Real gross domestic product grows by 2.7 percent per year from 2009 to 2035 in the AEO2011 Reference case, and oil prices grow to about $125 per barrel (2009 dollars) in 2035. In this environment, net imports of energy meet a major, but declining, share of total U.S. energy demand in the Reference case. The need for energy imports is offset by the increased use of biofuels (much of which are produced domestically), demand reductions resulting from the adoption of new vehicle fuel economy standards, and rising energy prices. Rising fuel prices also spur domestic energy production across all fuels—particularly, natural gas from plentiful shale gas resources—and temper the growth of energy imports. The net import share of total U.S. energy consumption in 2035 is 17 percent, compared with 24 percent in 2009. (The share was 29 percent in 2007, but it dropped considerably during the 2008-2009 recession.)

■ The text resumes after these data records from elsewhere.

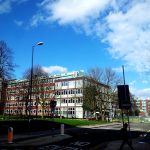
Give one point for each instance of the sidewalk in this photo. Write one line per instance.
(33, 139)
(115, 145)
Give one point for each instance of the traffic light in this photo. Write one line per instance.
(53, 104)
(124, 97)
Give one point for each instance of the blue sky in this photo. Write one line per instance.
(80, 34)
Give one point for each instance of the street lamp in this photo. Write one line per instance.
(38, 44)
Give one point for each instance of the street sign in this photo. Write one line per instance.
(124, 97)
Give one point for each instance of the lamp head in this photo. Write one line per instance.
(40, 43)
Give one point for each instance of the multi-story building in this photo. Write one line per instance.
(65, 89)
(143, 106)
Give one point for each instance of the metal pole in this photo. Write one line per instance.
(31, 81)
(125, 96)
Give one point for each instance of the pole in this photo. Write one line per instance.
(125, 96)
(31, 81)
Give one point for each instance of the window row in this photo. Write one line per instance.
(73, 100)
(70, 91)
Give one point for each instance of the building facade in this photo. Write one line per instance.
(65, 89)
(143, 106)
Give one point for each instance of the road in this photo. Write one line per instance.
(89, 138)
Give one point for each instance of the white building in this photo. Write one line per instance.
(65, 89)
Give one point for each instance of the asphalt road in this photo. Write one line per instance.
(90, 138)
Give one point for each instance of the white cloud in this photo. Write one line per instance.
(141, 93)
(124, 25)
(55, 69)
(6, 5)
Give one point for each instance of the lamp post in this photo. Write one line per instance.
(38, 44)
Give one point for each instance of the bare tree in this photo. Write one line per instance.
(39, 93)
(6, 61)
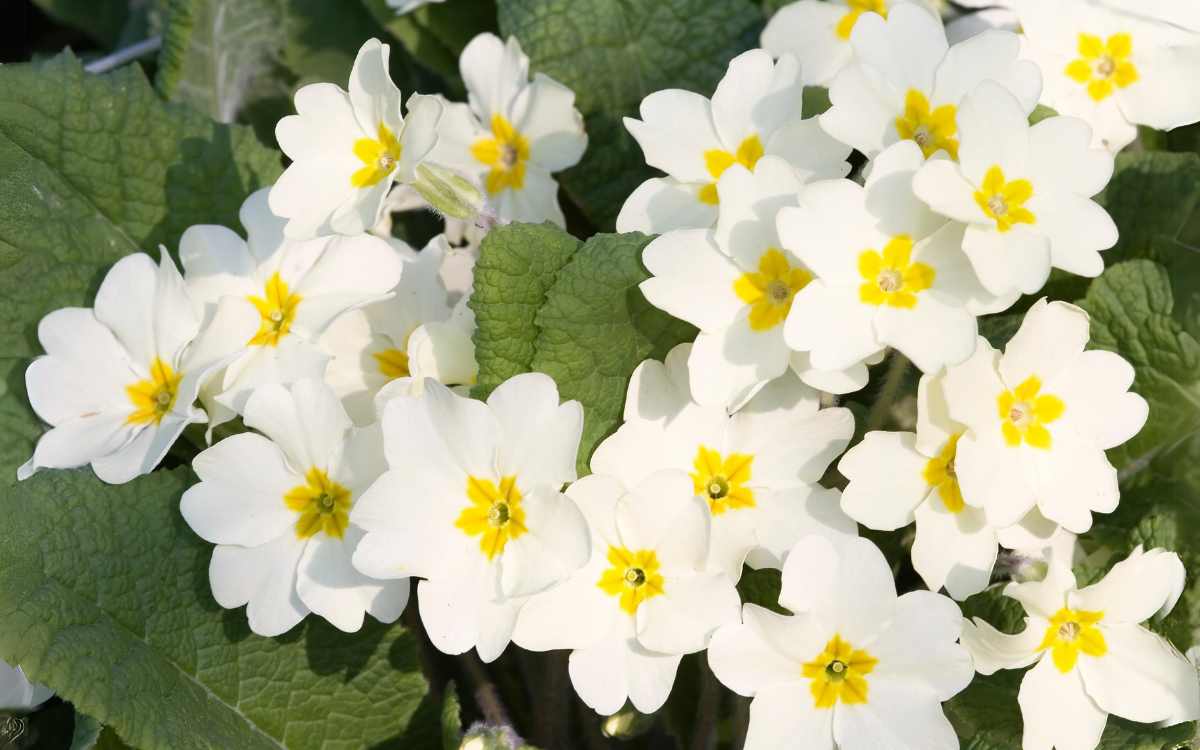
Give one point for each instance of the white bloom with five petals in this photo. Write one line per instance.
(298, 287)
(906, 83)
(1114, 70)
(471, 503)
(118, 381)
(645, 598)
(1024, 192)
(887, 271)
(277, 507)
(514, 133)
(1093, 657)
(736, 285)
(856, 666)
(755, 112)
(755, 471)
(348, 148)
(1039, 418)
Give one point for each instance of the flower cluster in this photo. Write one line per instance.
(366, 462)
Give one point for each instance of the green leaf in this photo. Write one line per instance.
(105, 598)
(612, 54)
(595, 328)
(436, 34)
(516, 267)
(93, 168)
(1132, 307)
(221, 57)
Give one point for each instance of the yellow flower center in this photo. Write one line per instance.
(771, 289)
(507, 153)
(717, 161)
(633, 577)
(933, 130)
(1104, 66)
(1072, 631)
(723, 480)
(1005, 202)
(839, 673)
(379, 157)
(1025, 412)
(495, 514)
(940, 474)
(892, 279)
(323, 504)
(155, 396)
(393, 364)
(277, 307)
(857, 7)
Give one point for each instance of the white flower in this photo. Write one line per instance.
(887, 271)
(736, 285)
(347, 149)
(1111, 69)
(471, 503)
(279, 507)
(898, 478)
(756, 471)
(643, 599)
(819, 33)
(906, 83)
(754, 112)
(17, 694)
(1039, 418)
(1093, 659)
(298, 287)
(855, 667)
(415, 334)
(1025, 193)
(118, 382)
(514, 133)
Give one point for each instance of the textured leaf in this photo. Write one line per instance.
(222, 55)
(93, 168)
(516, 267)
(105, 598)
(612, 54)
(1132, 307)
(595, 328)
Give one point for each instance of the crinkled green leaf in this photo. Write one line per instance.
(612, 54)
(595, 328)
(516, 267)
(105, 598)
(223, 55)
(93, 168)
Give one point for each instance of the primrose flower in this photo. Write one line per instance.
(118, 381)
(819, 34)
(1039, 418)
(1114, 70)
(887, 271)
(277, 505)
(755, 471)
(514, 133)
(736, 285)
(1024, 192)
(642, 601)
(906, 83)
(471, 503)
(414, 335)
(347, 149)
(1093, 657)
(298, 287)
(856, 666)
(898, 478)
(755, 112)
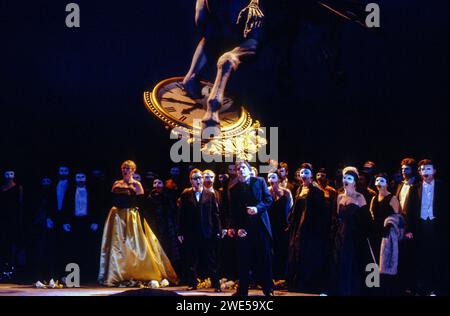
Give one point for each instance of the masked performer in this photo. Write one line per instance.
(350, 244)
(382, 208)
(383, 205)
(80, 225)
(428, 224)
(278, 214)
(199, 229)
(160, 213)
(249, 201)
(11, 218)
(309, 231)
(232, 27)
(130, 251)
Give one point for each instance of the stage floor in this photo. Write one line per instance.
(24, 290)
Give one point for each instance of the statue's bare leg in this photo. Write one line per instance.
(227, 63)
(191, 81)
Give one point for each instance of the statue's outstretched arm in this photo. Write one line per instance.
(254, 17)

Much of the projected decline in the net import share of energy supply is accounted for by liquids. Although U.S. consumption of liquid fuels continues to grow through 2035 in the Reference case, reliance on petroleum imports as a share of total liquids consumption decreases. Total U.S. consumption of liquid fuels, including both fossil fuels and biofuels, rises from about 18.8 million barrels per day in 2009 to 21.9 million barrels per day in 2035 in the Reference case. The import share, which reached 60 percent in 2005 and 2006 before falling to 51 percent in 2009, falls to 42 percent in 2035 (Figure 1).
U.S. consumption of liquid fuels—including fuels from petroleum-based sources and, increasingly, those derived from non-petroleum primary fuels such as biomass and natural gas—totals 21.9 million barrels per day in 2035 in the AEO2011 Reference case, an increase of 2.9 million barrels per day over the 2009 total (Figure 93). In all sectors except transportation, where consumption grows by about 2.5 million barrels per day, liquid fuel consumption remains at about the same level from 2009 to 2035. The transportation sector accounts for 73 percent of total liquid fuels consumption in 2035, up slightly from 71 percent in 2009.
Issues in Focus
The world oil price is represented in AEO2011 as the price of light, low-sulfur crude oil delivered at Cushing, Oklahoma. Projections of future supply and demand are made for "liquids." The term "liquids" refers to conventional petroleum liquids, such as conventional crude oil, natural gas plant liquids (NGPL), and refinery gain, in addition to unconventional liquids, such as biofuels, bitumen, coal-to-liquids (CTL), coal- and biomass-to-liquids (CBTL), gas-to-liquids (GTL), extra-heavy oils, and oil shale (derived from kerogen).